To że Burnett podejrzewał iż nie jest to rajder wydaje się oczywiste. Gdyby pchał się pod lufy rajdera ze świadomością byłby idiotą - a nim nie był.

Nie spytał "lądu" o podejrzany okręt - cisza radiowa nie miała już chyba wtedy takiego znaczenia.
Nie wysłał wodnosamolotu - czy on by coś zobaczył to już jest sprawa drugorzędna - bo wysłac powinien.
Podszedł za blisko - nie majac pewności z czym na doczynienia

Reasumując zaryzykował (na co zapewne miały wpływ chęć wejścia na pokład przed samozatopieniem jak pamięć o ochrzanie jaki zebrał kmdr. Farcomb za strzelanie do KETTY BROVIG z dalekiego dystansu) lekceważąc niebezpieczeństwo.

: 2004-11-15, 09:27
autor: Grzechu
Tak na marginesie postu Macieja: 'błąkający' się po SYDNEY ludzie w białych kitlach to wcale nie kucharze! O ile się nie mylę to w tamtej strefie klimatycznej obowiązują mundury tropikalne, a one są jak wiadomo koloru białego (czy Niemcy o tym nie wiedzieli?!). Być może artylerzyści mieli na sobie kombinezony/mundury o innej barwie, ale cała reszta załogi pokładowej?
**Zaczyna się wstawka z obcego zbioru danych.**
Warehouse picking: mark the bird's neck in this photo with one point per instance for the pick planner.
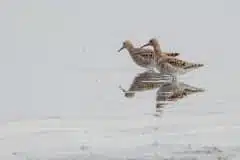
(157, 50)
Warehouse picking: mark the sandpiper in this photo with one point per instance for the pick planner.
(170, 65)
(141, 56)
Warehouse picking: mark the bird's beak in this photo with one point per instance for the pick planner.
(145, 45)
(121, 48)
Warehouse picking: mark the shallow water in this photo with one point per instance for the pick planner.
(66, 93)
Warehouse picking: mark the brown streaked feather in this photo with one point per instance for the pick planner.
(171, 54)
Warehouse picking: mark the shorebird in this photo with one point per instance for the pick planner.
(141, 56)
(170, 65)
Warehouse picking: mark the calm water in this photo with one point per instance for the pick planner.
(66, 93)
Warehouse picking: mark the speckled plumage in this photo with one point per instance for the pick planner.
(141, 56)
(170, 65)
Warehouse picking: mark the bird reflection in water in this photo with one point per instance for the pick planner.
(168, 91)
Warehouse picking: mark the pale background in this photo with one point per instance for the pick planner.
(59, 59)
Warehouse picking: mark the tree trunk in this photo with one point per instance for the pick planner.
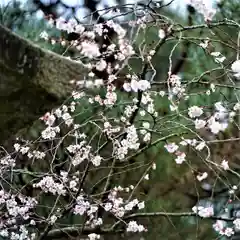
(32, 81)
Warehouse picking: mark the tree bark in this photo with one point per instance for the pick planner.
(32, 81)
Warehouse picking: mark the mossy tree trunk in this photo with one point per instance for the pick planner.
(32, 81)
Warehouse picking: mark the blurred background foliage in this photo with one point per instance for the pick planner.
(171, 187)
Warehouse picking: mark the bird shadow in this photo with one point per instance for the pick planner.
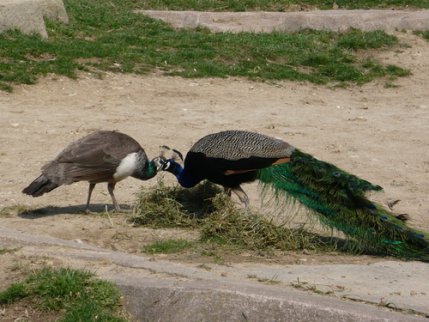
(75, 209)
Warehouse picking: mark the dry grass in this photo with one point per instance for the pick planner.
(221, 224)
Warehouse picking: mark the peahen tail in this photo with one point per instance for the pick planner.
(338, 198)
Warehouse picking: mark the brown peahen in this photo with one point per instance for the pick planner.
(336, 197)
(102, 156)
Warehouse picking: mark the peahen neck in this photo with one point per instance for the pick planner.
(181, 174)
(149, 170)
(145, 169)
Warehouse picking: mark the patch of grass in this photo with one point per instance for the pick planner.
(8, 250)
(222, 226)
(77, 293)
(169, 246)
(109, 36)
(278, 5)
(424, 34)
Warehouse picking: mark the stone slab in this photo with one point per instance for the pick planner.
(28, 15)
(334, 20)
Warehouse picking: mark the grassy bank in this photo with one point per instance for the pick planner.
(108, 36)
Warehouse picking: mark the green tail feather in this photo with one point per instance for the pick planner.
(338, 198)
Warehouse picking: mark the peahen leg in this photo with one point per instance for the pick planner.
(241, 195)
(110, 188)
(91, 187)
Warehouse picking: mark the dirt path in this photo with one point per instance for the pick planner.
(381, 134)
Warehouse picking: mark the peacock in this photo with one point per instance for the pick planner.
(101, 156)
(337, 198)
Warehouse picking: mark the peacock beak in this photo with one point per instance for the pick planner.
(160, 163)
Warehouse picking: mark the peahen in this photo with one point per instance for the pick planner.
(102, 156)
(336, 197)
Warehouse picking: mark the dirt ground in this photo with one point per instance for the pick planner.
(376, 132)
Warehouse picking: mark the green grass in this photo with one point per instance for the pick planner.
(222, 226)
(278, 5)
(76, 293)
(424, 34)
(108, 36)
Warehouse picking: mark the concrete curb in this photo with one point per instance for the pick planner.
(171, 291)
(334, 20)
(28, 15)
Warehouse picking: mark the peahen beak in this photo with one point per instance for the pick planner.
(160, 163)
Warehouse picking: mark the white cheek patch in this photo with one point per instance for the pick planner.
(127, 167)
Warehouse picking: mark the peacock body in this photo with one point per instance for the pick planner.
(337, 198)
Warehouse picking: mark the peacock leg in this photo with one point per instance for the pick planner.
(241, 195)
(91, 187)
(110, 188)
(227, 191)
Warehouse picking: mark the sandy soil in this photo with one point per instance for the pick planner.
(378, 133)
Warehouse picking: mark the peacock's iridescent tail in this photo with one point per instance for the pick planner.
(338, 199)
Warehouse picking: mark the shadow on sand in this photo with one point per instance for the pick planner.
(75, 209)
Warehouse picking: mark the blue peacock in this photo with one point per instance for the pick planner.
(337, 198)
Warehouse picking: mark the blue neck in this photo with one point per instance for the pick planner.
(184, 180)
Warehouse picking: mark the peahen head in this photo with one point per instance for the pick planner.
(173, 163)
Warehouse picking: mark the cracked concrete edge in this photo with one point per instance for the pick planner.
(334, 20)
(168, 291)
(28, 15)
(206, 301)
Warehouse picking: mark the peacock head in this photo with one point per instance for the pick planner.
(159, 163)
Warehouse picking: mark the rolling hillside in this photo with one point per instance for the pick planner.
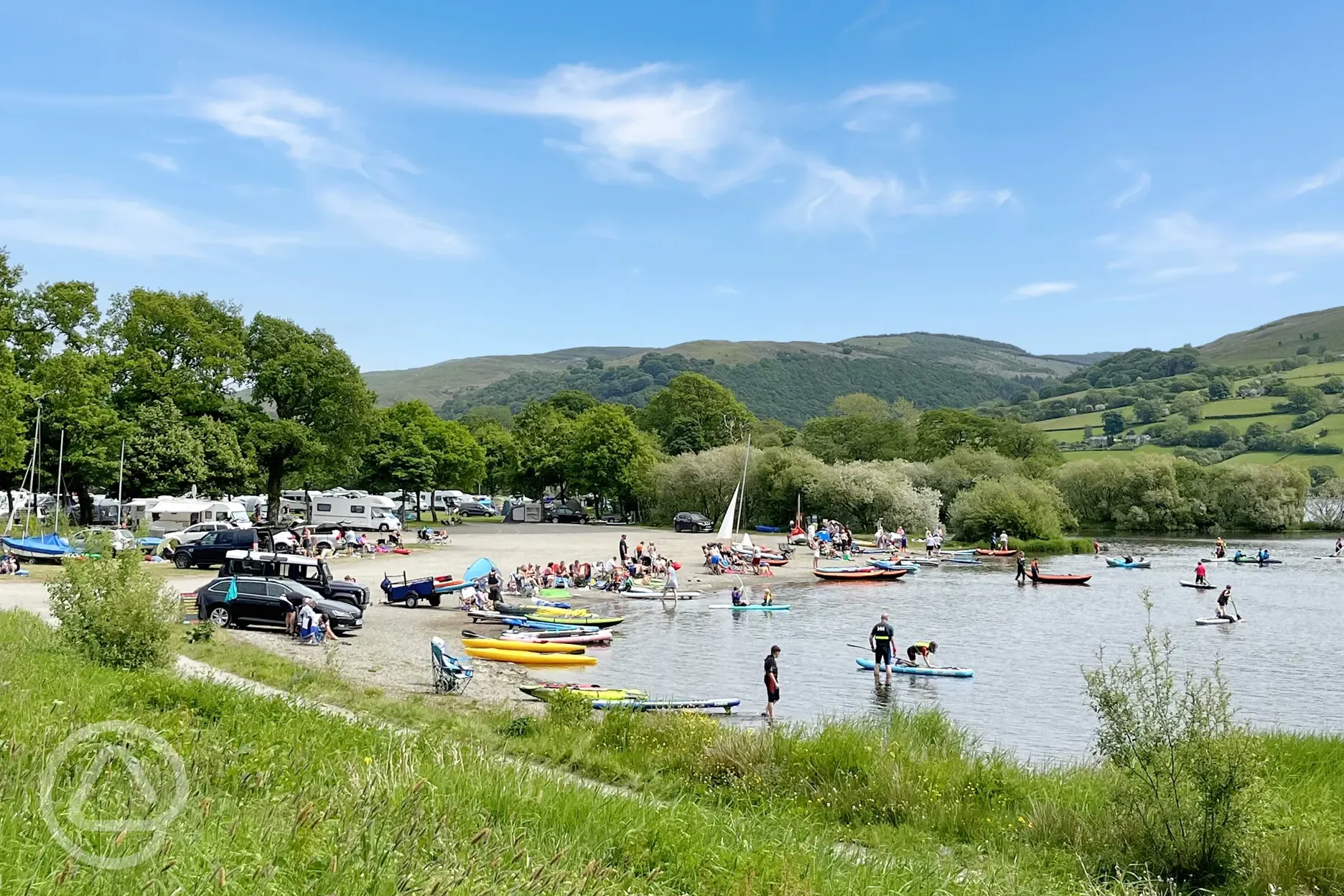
(1279, 339)
(977, 370)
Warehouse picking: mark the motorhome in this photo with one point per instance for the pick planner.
(172, 515)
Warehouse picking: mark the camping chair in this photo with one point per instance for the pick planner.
(451, 676)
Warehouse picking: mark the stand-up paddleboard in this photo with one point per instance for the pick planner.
(921, 671)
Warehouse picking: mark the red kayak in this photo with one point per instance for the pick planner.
(1060, 579)
(858, 574)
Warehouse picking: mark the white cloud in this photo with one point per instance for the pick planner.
(1049, 288)
(910, 93)
(81, 215)
(1316, 182)
(381, 220)
(638, 121)
(1143, 180)
(162, 163)
(1304, 243)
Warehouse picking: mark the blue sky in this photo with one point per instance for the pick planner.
(440, 180)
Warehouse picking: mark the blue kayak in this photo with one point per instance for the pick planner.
(921, 671)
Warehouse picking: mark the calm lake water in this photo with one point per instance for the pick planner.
(1027, 645)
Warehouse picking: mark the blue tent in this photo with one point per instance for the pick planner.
(479, 570)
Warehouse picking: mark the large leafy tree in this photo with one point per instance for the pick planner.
(317, 409)
(714, 410)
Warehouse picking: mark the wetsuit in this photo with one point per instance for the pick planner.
(882, 635)
(772, 680)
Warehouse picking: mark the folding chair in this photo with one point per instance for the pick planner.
(451, 676)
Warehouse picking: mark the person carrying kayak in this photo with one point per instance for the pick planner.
(879, 640)
(921, 649)
(772, 681)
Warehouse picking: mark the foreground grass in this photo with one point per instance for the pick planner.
(288, 801)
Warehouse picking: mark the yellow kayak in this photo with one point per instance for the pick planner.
(528, 658)
(531, 646)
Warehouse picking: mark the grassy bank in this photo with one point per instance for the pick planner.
(286, 801)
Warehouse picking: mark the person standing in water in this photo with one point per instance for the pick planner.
(879, 640)
(772, 681)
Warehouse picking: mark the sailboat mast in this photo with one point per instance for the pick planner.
(61, 462)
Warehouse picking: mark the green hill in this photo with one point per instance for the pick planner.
(924, 367)
(1315, 331)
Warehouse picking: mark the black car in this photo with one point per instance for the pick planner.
(312, 573)
(265, 602)
(214, 547)
(687, 521)
(472, 508)
(565, 513)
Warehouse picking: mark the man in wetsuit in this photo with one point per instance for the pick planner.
(879, 640)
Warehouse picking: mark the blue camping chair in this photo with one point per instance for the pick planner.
(451, 676)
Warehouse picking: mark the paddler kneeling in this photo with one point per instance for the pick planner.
(921, 649)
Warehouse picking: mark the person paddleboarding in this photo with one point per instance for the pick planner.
(879, 640)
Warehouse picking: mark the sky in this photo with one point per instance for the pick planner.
(430, 180)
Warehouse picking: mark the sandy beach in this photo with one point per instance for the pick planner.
(391, 652)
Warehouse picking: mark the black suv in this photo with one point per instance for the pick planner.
(687, 521)
(266, 602)
(308, 571)
(565, 513)
(213, 549)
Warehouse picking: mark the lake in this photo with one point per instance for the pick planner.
(1027, 645)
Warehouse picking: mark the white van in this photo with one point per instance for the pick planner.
(358, 513)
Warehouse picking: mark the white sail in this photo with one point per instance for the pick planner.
(726, 527)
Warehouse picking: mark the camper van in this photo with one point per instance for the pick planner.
(174, 515)
(368, 512)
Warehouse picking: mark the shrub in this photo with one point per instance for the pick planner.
(1026, 508)
(1188, 775)
(113, 610)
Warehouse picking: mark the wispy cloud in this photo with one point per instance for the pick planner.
(83, 215)
(378, 219)
(1304, 243)
(1319, 180)
(832, 197)
(912, 93)
(636, 123)
(1049, 288)
(1137, 190)
(162, 163)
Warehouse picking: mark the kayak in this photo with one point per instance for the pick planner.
(533, 646)
(921, 671)
(559, 637)
(1129, 564)
(647, 706)
(528, 658)
(857, 574)
(596, 692)
(601, 622)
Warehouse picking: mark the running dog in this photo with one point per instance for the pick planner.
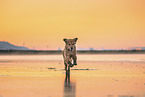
(69, 53)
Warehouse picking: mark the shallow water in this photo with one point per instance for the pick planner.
(94, 76)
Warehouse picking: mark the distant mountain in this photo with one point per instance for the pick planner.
(7, 46)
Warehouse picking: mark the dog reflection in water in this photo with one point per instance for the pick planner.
(69, 87)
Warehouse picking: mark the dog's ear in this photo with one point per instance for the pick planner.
(65, 40)
(75, 39)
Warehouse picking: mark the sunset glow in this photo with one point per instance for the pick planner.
(42, 24)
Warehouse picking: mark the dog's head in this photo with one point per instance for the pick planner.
(70, 43)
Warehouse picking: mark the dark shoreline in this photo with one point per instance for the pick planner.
(58, 52)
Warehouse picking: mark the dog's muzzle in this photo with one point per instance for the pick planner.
(71, 49)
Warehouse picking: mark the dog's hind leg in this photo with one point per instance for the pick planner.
(75, 60)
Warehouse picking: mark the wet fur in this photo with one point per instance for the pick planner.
(69, 53)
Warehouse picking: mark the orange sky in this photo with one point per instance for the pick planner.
(42, 24)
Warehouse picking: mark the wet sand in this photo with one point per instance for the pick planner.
(87, 79)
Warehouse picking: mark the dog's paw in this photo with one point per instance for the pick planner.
(70, 64)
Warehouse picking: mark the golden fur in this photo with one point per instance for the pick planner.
(69, 53)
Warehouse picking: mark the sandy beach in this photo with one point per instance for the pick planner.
(44, 76)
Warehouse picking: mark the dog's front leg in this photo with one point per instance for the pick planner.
(75, 60)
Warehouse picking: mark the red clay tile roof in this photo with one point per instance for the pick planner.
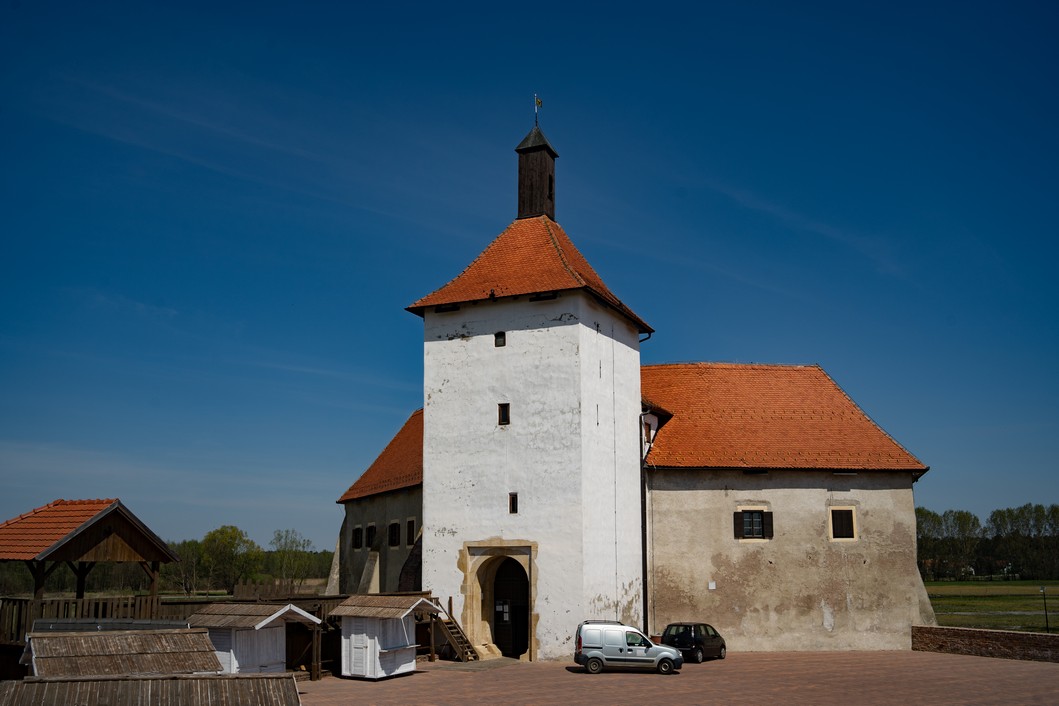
(398, 466)
(532, 256)
(764, 416)
(30, 535)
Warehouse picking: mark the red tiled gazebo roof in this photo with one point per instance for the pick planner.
(532, 256)
(31, 535)
(398, 466)
(729, 415)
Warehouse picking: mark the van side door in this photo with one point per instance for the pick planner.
(613, 647)
(635, 650)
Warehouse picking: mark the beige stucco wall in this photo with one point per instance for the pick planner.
(801, 590)
(396, 506)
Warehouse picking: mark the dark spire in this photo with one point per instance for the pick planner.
(536, 176)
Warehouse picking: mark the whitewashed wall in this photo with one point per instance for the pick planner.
(570, 370)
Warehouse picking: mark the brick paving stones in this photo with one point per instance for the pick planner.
(770, 677)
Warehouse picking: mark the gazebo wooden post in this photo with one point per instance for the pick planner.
(81, 571)
(40, 572)
(433, 621)
(315, 665)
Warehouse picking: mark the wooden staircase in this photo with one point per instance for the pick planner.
(456, 638)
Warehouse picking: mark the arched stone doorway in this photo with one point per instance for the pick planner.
(510, 609)
(481, 563)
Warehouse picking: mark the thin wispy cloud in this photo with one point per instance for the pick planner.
(101, 300)
(873, 249)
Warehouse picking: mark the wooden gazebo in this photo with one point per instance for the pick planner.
(82, 533)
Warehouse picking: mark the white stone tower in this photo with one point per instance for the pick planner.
(532, 477)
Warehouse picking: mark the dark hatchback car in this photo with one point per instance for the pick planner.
(696, 640)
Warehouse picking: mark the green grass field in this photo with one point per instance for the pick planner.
(997, 605)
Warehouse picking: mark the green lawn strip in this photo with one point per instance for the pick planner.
(987, 603)
(1001, 605)
(992, 621)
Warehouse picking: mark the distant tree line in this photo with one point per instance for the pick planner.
(217, 562)
(1016, 542)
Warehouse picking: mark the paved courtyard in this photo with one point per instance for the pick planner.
(774, 677)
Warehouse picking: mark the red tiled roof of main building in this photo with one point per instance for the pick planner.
(728, 415)
(30, 535)
(532, 256)
(398, 466)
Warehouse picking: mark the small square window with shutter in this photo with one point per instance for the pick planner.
(752, 524)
Raczej nie...
Inna sprawa, że w stanie alarmu bojowego przypadkowi ludzie nie powinni znajdować się na pokładzie.

: 2004-11-15, 09:34
autor: rak71
Grzechu! Jeżeli się nie mylę to Maciej poniżej napisał że byli to prawdopodobnie artylerzyści ubrani w białe kitle ochronne, używane powszechnie przez RN. Z dystansu mogli rzeczywiście przypominać kucharzy (na margunesie, skąd na lekkim krążowniku tylu kucharzy)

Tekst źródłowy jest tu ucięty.